You legion of lovers of Anne Tyler are going to get this new novel of hers and love it, too. So this review is aimed at the uninitiated, the holdouts and the skeptics. For these, I'd say that Anne Tyler's "problem" is that she's too readable. Grad students, for the most part, are not going to huddle in coffee shops talking Tyler hermeneutics (although a person could spend some time on the surname in this particular novel, "Whitshank"). Her work is short on pyrotechnics (although the most sophisticated of our post-post-moderns would be hard pressed to match her wit, so perfectly timed and subtly tuned as to seem self-effacing). The breadth and depth of the knowledge deployed in her books don't extend beyond what's available to her characters, a mostly homey sort.

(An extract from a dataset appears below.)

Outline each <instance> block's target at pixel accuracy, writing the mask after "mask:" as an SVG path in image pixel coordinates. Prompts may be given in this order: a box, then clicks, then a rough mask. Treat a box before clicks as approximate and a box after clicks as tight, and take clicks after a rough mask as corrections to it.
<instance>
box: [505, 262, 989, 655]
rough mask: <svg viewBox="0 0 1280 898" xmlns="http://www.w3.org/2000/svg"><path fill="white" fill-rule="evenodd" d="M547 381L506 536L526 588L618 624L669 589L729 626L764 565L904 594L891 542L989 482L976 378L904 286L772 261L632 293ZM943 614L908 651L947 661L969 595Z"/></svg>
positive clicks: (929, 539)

And yet, however modest they are or circumscribed their lives, the people in Tyler's books are engaged with the critical question — how to live? — and somehow manage to be entertaining while they're at it. While they're wondering how to do it, they're muddling through: accidental tourists, amateur marriages, breathing lessons, beginner's goodbyes. This is no less true of "A Spool of Blue Thread," which begins in what looks like something of a muddle. The Whitshanks' college-age son Denny phones in the night to say he's gay, and hangs up, leaving us no wiser than his parents about what to make of his call — which, like his mother, we didn't get to hear his end of, although his father, who answered, seems no clearer. The storytelling is with these two, Red and Abby, but not entirely with either one. Who knows what often remains uncertain. In this way Tyler precisely conveys the character of a family, the confluence of any number of personal histories in an ever-changing but clearly defined culture all its own.

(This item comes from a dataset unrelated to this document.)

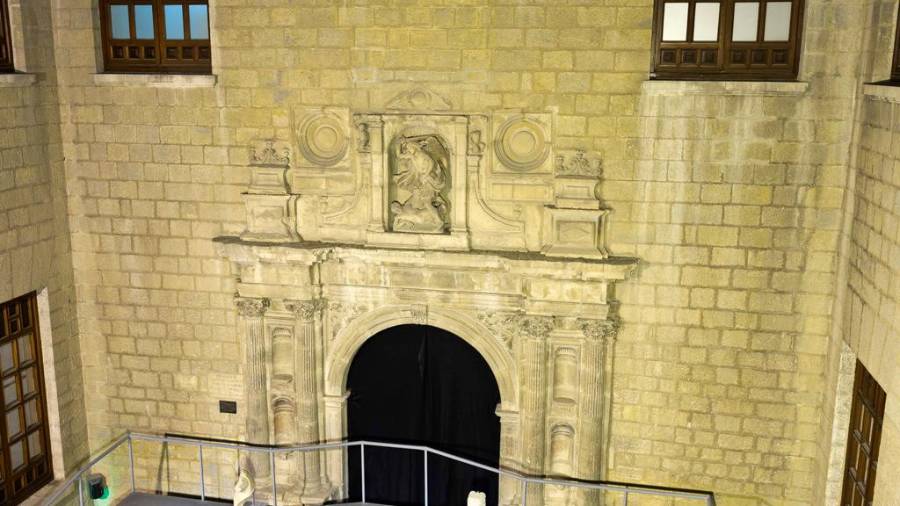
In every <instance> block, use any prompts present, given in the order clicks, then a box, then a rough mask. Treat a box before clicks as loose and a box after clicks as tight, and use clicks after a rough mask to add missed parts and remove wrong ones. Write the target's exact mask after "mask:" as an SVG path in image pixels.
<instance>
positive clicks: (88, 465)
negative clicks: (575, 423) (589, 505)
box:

How such an entity comes to be is the story this book tells. We come into it trailing Denny, who resists the family's pull, his difference and distance throwing their closeness into sharp relief — even when his aging mother's alarming lapses call him and his siblings home. Then, just as these lapses threatened to swallow the family, we seem simply to fall into one of them and emerge on the other side with Abby in her youth, falling in love with Red, observing the foibles of Junior Whitshank, the man who will become her father-in-law ("Oh, let Abby not ever get old!"). With Abby, we are surprised to learn of the wild and romantic beginnings of the marriage that produced Red. But then, by way of Junior, we're back at that beginning, which from Junior's perspective looks like something else again.

The scholar and critic Elaine Showalter, trying to account for women's absence from a literary landscape mapped by men, includes Tyler among the unjustly uncounted. With this novel, as with her others, it's easy to see why, easy to underestimate or simply miss, the art that looks and feels so much like life — which is, after all, the essence of Anne Tyler's art and, like life, never easy at its best.